Why does it feel like something inside? Why is all our brain processing — vast neural circuits and computational mechanisms — accompanied by conscious experience? Why do we have this amazing inner movie going on in our minds? 


All sorts of mental phenomena have yielded to scientific investigation in recent years, but consciousness has stubbornly resisted. Many have tried to explain it, but the explanations always seem to fall short of the target. Some have been led to suppose that the problem is intractable, and that no good explanation can be given. (Journal of Consciousness Studies, (1) 1996, pp. 4-6) 3

There is a circularity to understanding our conscious performance. In the first instance there is a structure/agency tension that circulates around the concept of performance. To investigate this, we have to look at phenomenology which lays bare the very structure of consciousness itself and into the same act lay bare the very phenomenon themselves. But, in doing so, are we indulging ourselves in a methodological idealism that is seeking to explore an abstraction called human consciousness?
As Dennett (1995) has it:


What impresses me about my own consciousness, is my inability to hold more than a few items in consciousness at a time, my ability to be moved to tears... my inability to catch myself in the act of framing the words I sometimes say to myself...these are all ‘merely’ the ‘performance of functions’ or the manifestation of various complex dispositions to perform functions. Subtract them away, and nothing is left beyond a weird conviction (in some people) that there is some ineffable residue of ‘qualitative content’. (Our vegetative soul Descartes' Error, Times Literary Supplement, August 25, pp. 3–4)

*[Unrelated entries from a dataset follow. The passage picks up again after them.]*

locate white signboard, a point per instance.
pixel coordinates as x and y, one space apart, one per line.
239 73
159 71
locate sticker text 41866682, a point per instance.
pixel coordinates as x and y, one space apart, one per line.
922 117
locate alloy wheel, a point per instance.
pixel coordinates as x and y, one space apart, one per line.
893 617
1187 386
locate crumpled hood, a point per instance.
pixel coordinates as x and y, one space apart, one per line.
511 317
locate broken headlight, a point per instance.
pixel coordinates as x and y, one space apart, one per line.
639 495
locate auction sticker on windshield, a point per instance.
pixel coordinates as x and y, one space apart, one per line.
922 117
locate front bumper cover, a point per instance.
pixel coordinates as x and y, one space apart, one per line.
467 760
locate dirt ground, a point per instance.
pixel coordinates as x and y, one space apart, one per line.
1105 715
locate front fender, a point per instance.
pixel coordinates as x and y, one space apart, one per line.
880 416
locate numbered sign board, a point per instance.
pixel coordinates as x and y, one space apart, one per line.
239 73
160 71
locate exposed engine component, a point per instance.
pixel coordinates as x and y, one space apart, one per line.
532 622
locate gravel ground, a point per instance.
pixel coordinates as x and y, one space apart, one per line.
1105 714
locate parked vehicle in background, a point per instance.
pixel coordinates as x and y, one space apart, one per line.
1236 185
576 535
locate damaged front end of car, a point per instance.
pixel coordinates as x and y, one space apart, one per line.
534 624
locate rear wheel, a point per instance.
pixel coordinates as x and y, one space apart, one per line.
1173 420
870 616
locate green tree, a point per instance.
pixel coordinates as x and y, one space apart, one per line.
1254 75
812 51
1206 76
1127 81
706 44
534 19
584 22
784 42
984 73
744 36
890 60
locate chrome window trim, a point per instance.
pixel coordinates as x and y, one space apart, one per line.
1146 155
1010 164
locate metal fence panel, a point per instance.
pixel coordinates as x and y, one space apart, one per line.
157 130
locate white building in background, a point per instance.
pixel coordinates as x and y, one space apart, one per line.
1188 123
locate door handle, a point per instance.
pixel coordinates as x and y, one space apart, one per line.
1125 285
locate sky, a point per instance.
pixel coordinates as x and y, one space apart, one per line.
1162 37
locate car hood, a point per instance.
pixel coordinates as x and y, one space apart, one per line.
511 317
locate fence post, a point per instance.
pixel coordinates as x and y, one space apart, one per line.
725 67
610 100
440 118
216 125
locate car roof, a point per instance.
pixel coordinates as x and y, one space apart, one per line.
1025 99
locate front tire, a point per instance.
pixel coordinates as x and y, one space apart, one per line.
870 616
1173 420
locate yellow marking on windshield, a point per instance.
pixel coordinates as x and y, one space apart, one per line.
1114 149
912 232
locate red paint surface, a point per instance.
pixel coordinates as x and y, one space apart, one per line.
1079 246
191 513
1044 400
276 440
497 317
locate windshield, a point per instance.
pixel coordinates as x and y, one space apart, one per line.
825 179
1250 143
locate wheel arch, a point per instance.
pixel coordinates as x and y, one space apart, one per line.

In the quantum realm, in order to account for the actual existence of anything physical, we are forced to recognize the existence of a non-physical consciousness. The world cannot be just a bunch of inert matter, a collection of objects. There must also be a consciousness apart from objects, which is aware of them. To account for actual existence at all, we must recognise a consciousness, which by its very nature is not another physical object in the system.